The issue reported by @ramonsmits is NOT fixed by #1752, and has been copied to a new issue, #1760

@ramonsmits ramonsmits added the bug label Dec 16, 2024
@lukebakken lukebakken self-assigned this Dec 16, 2024
@lukebakken lukebakken added this to the 7.1.0 milestone Dec 16, 2024
@ZajacPiotr98
Copy link

ZajacPiotr98 commented Dec 19, 2024

I encountered similar problem, but kind of backwards, because this ObjectDisposedException caused closing connection with such close reason.

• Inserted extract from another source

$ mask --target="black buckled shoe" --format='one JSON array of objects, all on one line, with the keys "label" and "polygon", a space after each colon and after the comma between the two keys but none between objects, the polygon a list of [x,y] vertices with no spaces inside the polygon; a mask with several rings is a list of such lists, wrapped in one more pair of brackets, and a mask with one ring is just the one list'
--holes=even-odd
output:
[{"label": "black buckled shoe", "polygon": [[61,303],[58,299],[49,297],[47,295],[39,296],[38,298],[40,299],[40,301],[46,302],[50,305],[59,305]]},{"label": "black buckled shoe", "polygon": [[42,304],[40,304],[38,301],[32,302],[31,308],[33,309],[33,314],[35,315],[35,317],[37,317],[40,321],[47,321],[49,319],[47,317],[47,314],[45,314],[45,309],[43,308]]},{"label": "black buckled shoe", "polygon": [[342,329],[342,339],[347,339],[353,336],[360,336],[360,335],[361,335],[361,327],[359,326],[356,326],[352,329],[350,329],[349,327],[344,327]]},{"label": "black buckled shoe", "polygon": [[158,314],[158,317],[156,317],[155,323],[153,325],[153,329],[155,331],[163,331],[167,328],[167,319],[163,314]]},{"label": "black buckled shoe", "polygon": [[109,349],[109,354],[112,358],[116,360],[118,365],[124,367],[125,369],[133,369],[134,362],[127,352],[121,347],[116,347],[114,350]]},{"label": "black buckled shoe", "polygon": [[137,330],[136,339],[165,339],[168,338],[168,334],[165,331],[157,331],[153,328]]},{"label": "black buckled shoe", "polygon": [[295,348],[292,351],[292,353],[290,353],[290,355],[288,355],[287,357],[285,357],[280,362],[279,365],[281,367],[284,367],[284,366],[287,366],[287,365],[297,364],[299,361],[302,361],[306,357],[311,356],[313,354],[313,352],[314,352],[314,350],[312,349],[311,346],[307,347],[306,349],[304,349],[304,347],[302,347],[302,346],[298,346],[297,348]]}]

CloseReason: AMQP close-reason, initiated by Library, code=541, text='Cannot access a disposed object. Object name: 'System.Threading.SemaphoreSlim'.', classId=0, methodId=0, exception=System.ObjectDisposedException: Cannot access a disposed object. Object name: 'System.Threading.SemaphoreSlim'.
at System.Threading.SemaphoreSlim.WaitAsync(Int32 millisecondsTimeout, CancellationToken cancellationToken)
at RabbitMQ.Client.Impl.Channel.MaybeHandlePublisherConfirmationTcsOnChannelShutdownAsync(ShutdownEventArgs reason)
at RabbitMQ.Client.Impl.Channel.OnChannelShutdownAsync(ShutdownEventArgs reason)
at RabbitMQ.Client.Impl.Channel.OnSessionShutdownAsync(Object sender, ShutdownEventArgs reason)
at RabbitMQ.Client.Impl.AsyncEventingWrapper1.InternalInvoke(Delegate[] handlers, Object sender, TEvent event)
at RabbitMQ.Client.Impl.AsyncEventingWrapper1.InternalInvoke(Delegate[] handlers, Object sender, TEvent event)
at RabbitMQ.Client.Impl.Channel.HandleChannelCloseAsync(IncomingCommand cmd, CancellationToken cancellationToken)
at RabbitMQ.Client.Impl.Channel.HandleCommandAsync(IncomingCommand cmd, CancellationToken cancellationToken)
at RabbitMQ.Client.Framing.Connection.ProcessFrameAsync(InboundFrame frame, CancellationToken cancellationToken)
at RabbitMQ.Client.Framing.Connection.ReceiveLoopAsync(CancellationToken mainLoopCancellationToken) at RabbitMQ.Client.Framing.Connection.MainLoop()

The error happened when there was significant load and RabbitMQ responses were several times slower than usual. But I haven't got to the bottom of issue and I don't know the root cause. I'm not sure if it's library itself or usage of the library causing the error, but I can't find any documentation about handling this.
The code that I use tries to close a channel before disposal, but only when channel IsOpen and the task is awaited until timeout is reached:
Plain Text
IChannel Instance
...
var timeoutCts = new CancellationTokenSource(timeout);
var closeChannelTask = this.Instance.CloseAsync();
await closeChannelTask.WaitAsync(timeoutCts.Token);

Without this timeout some of close requests were running for really long (maybe even infinitely? Some deadlock? There was no channel on server side), so the timeout was added to unblock the thread.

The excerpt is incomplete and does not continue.